1957年、色鮮やかな紅葉が美しいアメリカ東部の街ハートフォードで、 キャシー・ウィテカーは 会社役員の夫と二人の子供に恵まれ 慈善パーティーなど地域社会での活動にも積極的に参加し その暮らしぶりは たびたび雑誌に取り上げられるほど 理想的な家庭の主婦として人々の羨望を集めるものだった。 

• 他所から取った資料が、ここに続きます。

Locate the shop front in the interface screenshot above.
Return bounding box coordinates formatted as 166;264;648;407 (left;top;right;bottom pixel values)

また彼女自身も 常に良き主婦であるように努力していた。 
そんなある日、残業の夫に夕食を届けに行ったキャシーは そこで男性と抱き合っている夫の姿を見てしまう。夫がゲイと分った日から キャシーと夫の関係はギクシャクし始めた。 
しかし 世間の目を気にして 表面上は何事も無いように振舞うキャシー。
夫の秘密を知った日から 彼女の心を慰め支えてくれたのものは 黒人の庭師レイモンドとの心の交流だった。 思いやり深く 知性に溢れたレイモンドに惹かれて行くキャシー、しかし 彼女の行動は 閉鎖的な街で あっという間に偏見と悪意に満ちた噂となって広まって行った。 
フランクの仕事にも影響だ出始めて 初めて事態を理解するキャシーだった。 
そんな偏見を無視することの出来ない自分の立場に失望と絶望の中で 彼女は苦渋の決断をする。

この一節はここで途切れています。